The tensor product $M\otimes N$ of abelian groups cannot be non-zero and free unless both $M$ and $N$ are free. This follows from the following facts.

  1. Any subgroup of a free abelian group is free. This holds even in the infinitely generated case. Wikipedia has a proof in its article on free abelian groups.
  2. Under certain conditions on $M$ and $N$, for non-zero $n\in N$ the homomorphism $$ \begin{align} &M\to M\otimes N,\\ &m\mapsto m\otimes n, \end{align} $$ is injective. It is easy to see that this holds when $N$ is free and $n$ is a basis element. It also holds when $M$ and $N$ are both torsion free. You could prove this by extension of scalars to reduce it to the case of vector spaces over the rationals (and vector spaces are always free). This does not hold if you merely assume that $N$ is torsion free, as pointed out by Jack Schmidt in a comment (and I must apologize for making the mistake of assuming this in my original answer).
  3. Tensor products are right exact.

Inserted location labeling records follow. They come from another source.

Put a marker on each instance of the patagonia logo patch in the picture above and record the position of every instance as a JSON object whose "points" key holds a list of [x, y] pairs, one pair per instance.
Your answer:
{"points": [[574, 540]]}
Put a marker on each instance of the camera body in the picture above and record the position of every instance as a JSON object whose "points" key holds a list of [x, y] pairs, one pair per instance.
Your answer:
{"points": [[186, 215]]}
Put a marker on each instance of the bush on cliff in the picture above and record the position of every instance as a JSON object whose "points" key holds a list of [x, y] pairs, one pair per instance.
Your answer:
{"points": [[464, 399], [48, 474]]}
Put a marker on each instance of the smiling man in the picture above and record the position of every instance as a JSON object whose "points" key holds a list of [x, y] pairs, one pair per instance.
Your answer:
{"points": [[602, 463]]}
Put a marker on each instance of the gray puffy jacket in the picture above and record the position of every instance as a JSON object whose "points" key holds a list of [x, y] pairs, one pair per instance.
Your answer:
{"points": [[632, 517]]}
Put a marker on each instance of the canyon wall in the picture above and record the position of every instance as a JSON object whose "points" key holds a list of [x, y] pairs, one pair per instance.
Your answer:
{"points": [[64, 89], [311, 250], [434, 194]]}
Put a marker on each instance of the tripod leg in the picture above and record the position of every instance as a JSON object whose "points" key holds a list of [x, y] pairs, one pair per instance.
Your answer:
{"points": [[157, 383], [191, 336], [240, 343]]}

That is, if $0\to A\to B\to C\to 0$ is an exact sequence of abelian groups, then $$ M\otimes A\to M\otimes B\to M\otimes C\to 0 $$ is exact. In particular, if $M\otimes A$ maps to zero, this shows that $M\otimes B$ and $M\otimes C$ are isomorphic, which I will use to quotient out the torsion subgroups before applying 2.

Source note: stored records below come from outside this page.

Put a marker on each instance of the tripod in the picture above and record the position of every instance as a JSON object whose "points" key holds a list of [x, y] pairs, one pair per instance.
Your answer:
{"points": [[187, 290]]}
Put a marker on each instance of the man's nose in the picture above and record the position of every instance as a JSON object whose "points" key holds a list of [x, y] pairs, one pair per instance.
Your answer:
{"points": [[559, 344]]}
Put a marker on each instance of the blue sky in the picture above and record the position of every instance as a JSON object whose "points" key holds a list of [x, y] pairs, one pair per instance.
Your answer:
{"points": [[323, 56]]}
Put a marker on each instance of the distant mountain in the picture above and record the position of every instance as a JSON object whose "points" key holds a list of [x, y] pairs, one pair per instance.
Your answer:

Now, suppose that $M\otimes N$ is non-zero and free. Let $T$ be the torsion subgroup of $N$, so that $N/T$ is torsion free and $0\to T\to N\to N/T\to 0$ is an exact sequence. By 3, $$ M\otimes T\to M\otimes N\to M\otimes(N/T)\to 0 $$ is exact. However, as $T$ is torsion, $M\otimes T$ will also be torsion, so its image in the torsion free group $M\otimes N$ is zero. This gives an isomorphism $M\otimes N\cong M\otimes(N/T)$. Applying the same argument with the torsion subgroup $S$ of $M$ shows that $(M/S)\otimes(N/T)$ is isomorphic to the free group $M\otimes N$. Then, as $M/S$, $N/T$ are torsion free, picking any non-zero $n\in N/T$ and using 2 gives an injection $$ \begin{align} &M/S\to (M/S)\otimes(N/T),\\ & m\mapsto m\otimes n. \end{align} $$ So $M/S$ is isomorphic to a subgroup of the free group $(M/S)\otimes(N/T)$ which, as stated in 1, means that $M/S$ is free. Similarly, $N/T$ is free. Applying 2 again, the homomorphism $$ \begin{align} &M\to M\otimes(N/T),\\ & m\mapsto m\otimes n \end{align} $$ is injective for any basis element $n\in N/T$. So $M$ is isomorphic to a subgroup of the free abelian group $M\otimes(N/T)\cong M\otimes N$ and, using 1 once more, must be free. Similarly, $N$ is free.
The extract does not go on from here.